Jesus and Women

It’s fair to call Jesus radical for a number of reasons. One of them is his unprecedented respect for women.

When Jesus was arrested, his disciples fled in fear. Included among the fleeing followers were rugged fishermen and at least one radical revolutionary. Only Peter and John summoned the courage to follow Jesus into his ordeal, and they did so from a distance.

But after Peter had denied Jesus for a third time that night, the Lord caught his eyes in a look that seared Peter’s soul (Luke 22:61). And Peter, the man of action who had only recently taken a sword to the servant of the high priest—the one who hours earlier had told Jesus, “I am ready to go to prison with you, and even to die with you”—slunk away into the night too.

John remained, as well as two religious leaders who quietly believed in Jesus. Nicodemus along with Joseph of Arimathea—a wealthy member of the Council that actually orchestrated Jesus’s death—took Jesus’s body down from the cross and buried him in Joseph’s personal grave.

Oh, but there were others who stayed to the end and beyond. There were the women.

It was women who followed Jesus all the way to the cross. Luke the historian, who gives us a detailed account of the crucifixion, records, “A large crowd trailed behind him, including many grief-stricken women” (Luke 23:27). As Jesus hung from that cross, we read, “Jesus’ friends, including the women who had followed him from Galilee, stood at a distance watching” (v. 49). These women also followed Joseph to the tomb where the Lord’s body was tenderly placed (v. 55).

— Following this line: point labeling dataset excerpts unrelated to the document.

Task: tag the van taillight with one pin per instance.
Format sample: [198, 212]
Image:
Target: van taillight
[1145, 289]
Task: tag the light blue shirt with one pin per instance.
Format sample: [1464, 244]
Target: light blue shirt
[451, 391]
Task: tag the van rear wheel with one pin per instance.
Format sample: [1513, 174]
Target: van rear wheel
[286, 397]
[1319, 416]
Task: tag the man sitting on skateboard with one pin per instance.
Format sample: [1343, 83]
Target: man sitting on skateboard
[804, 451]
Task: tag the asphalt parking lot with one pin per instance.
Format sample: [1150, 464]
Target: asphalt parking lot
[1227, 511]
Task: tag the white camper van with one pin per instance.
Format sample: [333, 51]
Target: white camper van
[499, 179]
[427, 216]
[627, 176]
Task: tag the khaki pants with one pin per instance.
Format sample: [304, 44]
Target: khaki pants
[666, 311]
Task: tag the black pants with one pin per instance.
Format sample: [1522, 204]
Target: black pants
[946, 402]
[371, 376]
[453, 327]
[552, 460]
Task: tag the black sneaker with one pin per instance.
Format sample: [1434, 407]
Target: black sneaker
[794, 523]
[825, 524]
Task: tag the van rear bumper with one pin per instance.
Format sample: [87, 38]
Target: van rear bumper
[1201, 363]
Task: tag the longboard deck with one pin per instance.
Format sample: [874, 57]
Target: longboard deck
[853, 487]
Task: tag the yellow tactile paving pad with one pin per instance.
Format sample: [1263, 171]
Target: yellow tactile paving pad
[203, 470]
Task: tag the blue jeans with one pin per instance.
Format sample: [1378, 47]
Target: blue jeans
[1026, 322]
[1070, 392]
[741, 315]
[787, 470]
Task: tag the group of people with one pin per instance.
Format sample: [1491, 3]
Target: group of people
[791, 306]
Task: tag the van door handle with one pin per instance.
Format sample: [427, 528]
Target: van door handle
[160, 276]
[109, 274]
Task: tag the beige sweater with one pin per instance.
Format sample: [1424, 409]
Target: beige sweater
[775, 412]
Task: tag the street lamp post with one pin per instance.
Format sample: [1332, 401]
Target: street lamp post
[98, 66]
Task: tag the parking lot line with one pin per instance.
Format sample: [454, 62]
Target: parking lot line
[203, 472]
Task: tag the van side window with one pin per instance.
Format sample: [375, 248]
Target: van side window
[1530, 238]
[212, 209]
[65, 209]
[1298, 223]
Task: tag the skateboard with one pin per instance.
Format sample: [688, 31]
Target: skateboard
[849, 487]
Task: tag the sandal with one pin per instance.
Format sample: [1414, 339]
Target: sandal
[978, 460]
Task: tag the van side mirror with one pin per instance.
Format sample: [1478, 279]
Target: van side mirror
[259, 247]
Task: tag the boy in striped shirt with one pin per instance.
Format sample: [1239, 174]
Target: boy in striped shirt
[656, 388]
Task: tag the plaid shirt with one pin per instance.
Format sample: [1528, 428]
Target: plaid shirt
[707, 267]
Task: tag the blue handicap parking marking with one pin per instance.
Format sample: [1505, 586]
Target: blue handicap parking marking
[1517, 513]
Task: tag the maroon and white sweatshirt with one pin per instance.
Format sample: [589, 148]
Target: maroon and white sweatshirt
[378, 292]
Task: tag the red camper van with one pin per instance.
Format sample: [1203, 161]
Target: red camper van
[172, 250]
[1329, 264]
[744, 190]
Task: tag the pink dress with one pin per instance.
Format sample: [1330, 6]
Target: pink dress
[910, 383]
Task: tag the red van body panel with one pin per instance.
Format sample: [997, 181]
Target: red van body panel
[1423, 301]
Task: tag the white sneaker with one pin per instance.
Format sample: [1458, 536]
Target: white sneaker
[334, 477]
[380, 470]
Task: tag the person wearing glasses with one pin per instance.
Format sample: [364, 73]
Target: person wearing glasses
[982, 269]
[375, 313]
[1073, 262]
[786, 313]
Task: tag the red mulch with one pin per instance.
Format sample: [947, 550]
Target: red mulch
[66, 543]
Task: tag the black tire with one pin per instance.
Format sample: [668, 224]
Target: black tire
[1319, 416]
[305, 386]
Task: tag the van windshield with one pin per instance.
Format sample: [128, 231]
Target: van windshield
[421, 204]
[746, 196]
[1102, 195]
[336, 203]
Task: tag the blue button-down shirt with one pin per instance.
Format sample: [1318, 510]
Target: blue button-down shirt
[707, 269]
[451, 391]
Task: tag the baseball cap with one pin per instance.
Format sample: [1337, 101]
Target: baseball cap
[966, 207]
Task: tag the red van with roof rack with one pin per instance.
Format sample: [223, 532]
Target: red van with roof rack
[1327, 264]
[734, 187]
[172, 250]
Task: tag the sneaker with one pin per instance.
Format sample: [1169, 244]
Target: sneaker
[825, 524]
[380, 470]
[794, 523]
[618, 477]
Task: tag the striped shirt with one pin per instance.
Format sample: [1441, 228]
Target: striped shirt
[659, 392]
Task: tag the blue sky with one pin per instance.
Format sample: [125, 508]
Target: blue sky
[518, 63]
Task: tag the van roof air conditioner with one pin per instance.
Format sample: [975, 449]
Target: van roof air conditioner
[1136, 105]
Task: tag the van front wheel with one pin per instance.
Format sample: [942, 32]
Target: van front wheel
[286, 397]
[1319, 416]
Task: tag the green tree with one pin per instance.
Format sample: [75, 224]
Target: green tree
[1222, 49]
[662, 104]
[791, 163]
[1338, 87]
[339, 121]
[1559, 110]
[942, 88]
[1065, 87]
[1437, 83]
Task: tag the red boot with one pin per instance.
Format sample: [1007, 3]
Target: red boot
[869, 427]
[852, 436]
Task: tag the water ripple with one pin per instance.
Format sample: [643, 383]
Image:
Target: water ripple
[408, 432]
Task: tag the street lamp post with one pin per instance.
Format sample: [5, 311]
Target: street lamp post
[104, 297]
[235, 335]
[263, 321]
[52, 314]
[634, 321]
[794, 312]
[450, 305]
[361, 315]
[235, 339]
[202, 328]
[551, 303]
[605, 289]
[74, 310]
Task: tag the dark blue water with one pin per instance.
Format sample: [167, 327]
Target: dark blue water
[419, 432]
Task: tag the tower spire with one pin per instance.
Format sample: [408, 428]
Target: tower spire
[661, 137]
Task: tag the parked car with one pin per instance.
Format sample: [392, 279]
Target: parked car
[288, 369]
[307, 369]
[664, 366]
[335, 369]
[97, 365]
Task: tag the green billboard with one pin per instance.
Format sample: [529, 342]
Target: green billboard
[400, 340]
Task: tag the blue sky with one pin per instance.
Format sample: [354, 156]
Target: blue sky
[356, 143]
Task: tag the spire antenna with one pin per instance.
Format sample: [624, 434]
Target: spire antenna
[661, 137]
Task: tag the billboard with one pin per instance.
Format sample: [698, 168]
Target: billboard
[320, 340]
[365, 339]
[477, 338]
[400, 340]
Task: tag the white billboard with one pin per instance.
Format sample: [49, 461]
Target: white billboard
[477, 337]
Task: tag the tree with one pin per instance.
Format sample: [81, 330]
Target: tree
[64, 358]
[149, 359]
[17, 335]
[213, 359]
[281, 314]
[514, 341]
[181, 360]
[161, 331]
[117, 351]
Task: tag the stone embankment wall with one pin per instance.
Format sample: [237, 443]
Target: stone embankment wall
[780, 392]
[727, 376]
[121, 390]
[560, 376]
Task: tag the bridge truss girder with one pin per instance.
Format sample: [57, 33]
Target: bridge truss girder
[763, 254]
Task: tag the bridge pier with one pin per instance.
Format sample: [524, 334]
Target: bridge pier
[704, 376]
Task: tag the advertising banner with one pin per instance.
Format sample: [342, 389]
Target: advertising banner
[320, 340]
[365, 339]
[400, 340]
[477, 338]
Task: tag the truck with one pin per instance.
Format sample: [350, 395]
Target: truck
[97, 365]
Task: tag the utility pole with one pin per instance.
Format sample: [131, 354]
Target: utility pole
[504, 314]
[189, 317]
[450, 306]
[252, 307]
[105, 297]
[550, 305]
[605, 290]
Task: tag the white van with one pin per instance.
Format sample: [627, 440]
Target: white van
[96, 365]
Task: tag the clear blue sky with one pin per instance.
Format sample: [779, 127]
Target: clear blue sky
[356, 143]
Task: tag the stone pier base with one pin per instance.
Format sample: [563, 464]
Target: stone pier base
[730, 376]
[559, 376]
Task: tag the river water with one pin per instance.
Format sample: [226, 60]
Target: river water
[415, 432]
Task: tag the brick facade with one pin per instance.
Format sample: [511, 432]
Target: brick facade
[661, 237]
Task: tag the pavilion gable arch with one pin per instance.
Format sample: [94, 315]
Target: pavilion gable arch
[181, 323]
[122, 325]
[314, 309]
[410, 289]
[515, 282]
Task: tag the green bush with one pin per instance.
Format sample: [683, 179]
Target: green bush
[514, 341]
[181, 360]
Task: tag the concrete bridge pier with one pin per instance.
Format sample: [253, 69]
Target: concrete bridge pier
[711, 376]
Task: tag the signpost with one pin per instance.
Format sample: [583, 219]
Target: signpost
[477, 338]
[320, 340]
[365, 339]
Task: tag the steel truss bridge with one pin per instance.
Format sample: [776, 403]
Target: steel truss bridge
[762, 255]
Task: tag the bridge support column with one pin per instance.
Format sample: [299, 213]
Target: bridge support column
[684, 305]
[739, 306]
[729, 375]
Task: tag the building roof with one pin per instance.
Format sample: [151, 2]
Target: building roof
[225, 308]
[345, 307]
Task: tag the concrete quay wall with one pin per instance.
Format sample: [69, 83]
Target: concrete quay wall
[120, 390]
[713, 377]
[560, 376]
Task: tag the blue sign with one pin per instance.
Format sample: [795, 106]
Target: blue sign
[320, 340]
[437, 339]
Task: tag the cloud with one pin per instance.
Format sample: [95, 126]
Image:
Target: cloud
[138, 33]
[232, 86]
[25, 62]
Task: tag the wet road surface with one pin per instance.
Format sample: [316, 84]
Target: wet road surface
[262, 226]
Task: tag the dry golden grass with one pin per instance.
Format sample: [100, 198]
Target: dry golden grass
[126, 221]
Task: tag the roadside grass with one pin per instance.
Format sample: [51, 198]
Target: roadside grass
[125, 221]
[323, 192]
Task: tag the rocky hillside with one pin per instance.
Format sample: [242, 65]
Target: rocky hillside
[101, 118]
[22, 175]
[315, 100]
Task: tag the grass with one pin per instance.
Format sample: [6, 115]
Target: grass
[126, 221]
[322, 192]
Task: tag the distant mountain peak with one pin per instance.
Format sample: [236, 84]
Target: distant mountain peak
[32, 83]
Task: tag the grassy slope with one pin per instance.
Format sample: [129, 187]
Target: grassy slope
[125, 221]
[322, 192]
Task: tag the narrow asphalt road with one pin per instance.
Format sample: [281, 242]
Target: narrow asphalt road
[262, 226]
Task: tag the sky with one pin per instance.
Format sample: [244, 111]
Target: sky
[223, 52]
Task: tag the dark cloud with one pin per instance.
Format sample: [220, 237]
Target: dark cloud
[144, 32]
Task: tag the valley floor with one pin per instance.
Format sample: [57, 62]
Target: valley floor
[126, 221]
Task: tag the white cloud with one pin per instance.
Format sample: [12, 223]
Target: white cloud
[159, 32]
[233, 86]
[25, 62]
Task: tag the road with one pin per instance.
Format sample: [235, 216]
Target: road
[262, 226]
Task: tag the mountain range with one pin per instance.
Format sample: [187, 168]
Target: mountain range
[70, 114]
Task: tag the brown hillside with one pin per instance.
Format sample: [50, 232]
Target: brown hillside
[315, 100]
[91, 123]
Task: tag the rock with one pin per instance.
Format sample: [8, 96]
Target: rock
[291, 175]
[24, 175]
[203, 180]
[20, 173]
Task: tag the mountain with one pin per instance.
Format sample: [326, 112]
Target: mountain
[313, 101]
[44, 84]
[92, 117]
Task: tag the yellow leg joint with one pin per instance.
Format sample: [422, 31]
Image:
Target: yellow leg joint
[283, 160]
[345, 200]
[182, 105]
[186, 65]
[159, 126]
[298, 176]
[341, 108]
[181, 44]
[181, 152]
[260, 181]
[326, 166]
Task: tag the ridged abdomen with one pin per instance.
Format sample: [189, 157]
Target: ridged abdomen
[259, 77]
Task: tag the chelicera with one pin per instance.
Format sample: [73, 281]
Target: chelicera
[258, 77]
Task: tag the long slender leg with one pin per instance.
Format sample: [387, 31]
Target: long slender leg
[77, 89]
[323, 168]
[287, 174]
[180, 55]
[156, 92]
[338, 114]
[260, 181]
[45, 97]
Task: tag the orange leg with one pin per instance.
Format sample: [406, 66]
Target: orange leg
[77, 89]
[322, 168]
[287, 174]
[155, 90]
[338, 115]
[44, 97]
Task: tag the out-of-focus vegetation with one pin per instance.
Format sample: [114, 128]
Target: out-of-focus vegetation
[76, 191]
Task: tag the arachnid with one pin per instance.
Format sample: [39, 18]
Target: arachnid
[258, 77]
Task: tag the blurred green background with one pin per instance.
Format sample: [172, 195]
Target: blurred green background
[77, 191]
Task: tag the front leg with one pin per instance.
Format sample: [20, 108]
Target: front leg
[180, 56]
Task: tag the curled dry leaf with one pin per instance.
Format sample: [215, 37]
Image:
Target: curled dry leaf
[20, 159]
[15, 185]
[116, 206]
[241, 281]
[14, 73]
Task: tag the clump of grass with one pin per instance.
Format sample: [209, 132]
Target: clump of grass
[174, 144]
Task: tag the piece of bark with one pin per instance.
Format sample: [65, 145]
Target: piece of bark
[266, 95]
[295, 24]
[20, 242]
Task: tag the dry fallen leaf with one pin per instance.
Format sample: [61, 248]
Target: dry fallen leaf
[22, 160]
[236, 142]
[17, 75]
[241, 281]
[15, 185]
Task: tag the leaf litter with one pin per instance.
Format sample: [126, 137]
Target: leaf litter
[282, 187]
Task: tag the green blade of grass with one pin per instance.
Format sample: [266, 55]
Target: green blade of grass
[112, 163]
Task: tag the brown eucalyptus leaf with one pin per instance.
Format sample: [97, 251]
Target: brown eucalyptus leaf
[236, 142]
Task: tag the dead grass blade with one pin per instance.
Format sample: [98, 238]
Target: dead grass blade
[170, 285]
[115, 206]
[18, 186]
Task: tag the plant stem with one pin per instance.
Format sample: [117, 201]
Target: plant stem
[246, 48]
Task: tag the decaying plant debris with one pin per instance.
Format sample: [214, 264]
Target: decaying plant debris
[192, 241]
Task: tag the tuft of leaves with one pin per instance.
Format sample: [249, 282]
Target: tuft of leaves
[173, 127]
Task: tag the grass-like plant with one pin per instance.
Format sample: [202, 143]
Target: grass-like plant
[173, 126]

Importantly, following the Sabbath it was some of those women who went to the gravesite before anyone else. “Very early on Sunday morning the women went to the tomb,” Luke says (24:1). Motivated by love and devotion for Jesus, they seemed wholly indifferent to public opinion or any possible legal ramifications.

Why were women the most courageous?

During the time when Jesus walked the earth, religious leaders were known to cross the street to avoid contact with a woman. Devout men daily thanked God that they had not been born female. Mere contact with a woman could render a man ceremonially unclean. So what did Jesus do with all of this? Why, he calmly started a peaceful revolution, of course.

Jesus sat and talked openly with women. He approached them on his own. Once, when his disciples had gone into town to buy food, he asked a woman for a drink. This simply wasn’t done by a respectable rabbi, and the woman was shocked. “You are a Jew,” she said, “and I am a Samaritan woman. Why are you asking me for a drink?” (John 4:9). He was asking her for a drink because he was busy smashing barriers and building bridges out of the rubble.

Naturally, his enemies held this against the barrier-breaking Messiah. When “a certain immoral woman” (Luke 7:37) came to visit Jesus in the house of a Pharisee, his host grew indignant over her worship of Jesus. He thought to himself, “If this man were a prophet, he would know what kind of woman is touching him. She’s a sinner!” (v. 39). Jesus interrupted the religious man’s self-righteous thoughts and told him a story about forgiveness and love. “Her sins,” Jesus concluded, “have been forgiven” (v. 47). Then he told the woman, “Go in peace” (v. 50).

Remember too the story in John 8. A woman had been caught in the act of adultery. (Significantly, the man was not brought before Jesus, only the woman.) The religious leaders wanted to use the occasion to trap Jesus into either condoning the woman’s execution by stoning or letting her go without punishment. Jesus deftly got to the heart of the matter, pointing out the hypocrisy in her accusers and defending the woman’s integrity without compromising the law.

And just days before the Lord’s crucifixion, Mary the sister of Martha anointed Jesus’s feet with expensive perfume. Some of the men were “indignant” at the extravagance (Matthew 26:8), but Jesus said, “Leave her alone” (John 12:7).

Yet we have no record of any of these religious leaders accusing Jesus of any sexual improprieties. Neither was the accusation made during any of his trials. This is striking. If his religious enemies had thought Jesus was guilty of such a thing, they certainly would have leveled the charge. It’s likely that everyone knew Jesus’s personal integrity in this matter, so it was implausible to make the accusation. Because Jesus regularly ate and drank with sinners, he was accused of being a glutton and a partyer (Matthew 11:19; Luke 7:34). But never was he accused with being inappropriate with a woman.

So perhaps it shouldn’t surprise us—even when his disciples had deserted him—that certain women followed him to the cross with a loyalty as profound as their grief.

Perhaps the women had a more complete understanding of who Jesus really was because they more keenly sensed the difference in him. They certainly seemed to be the first to grasp what he was doing.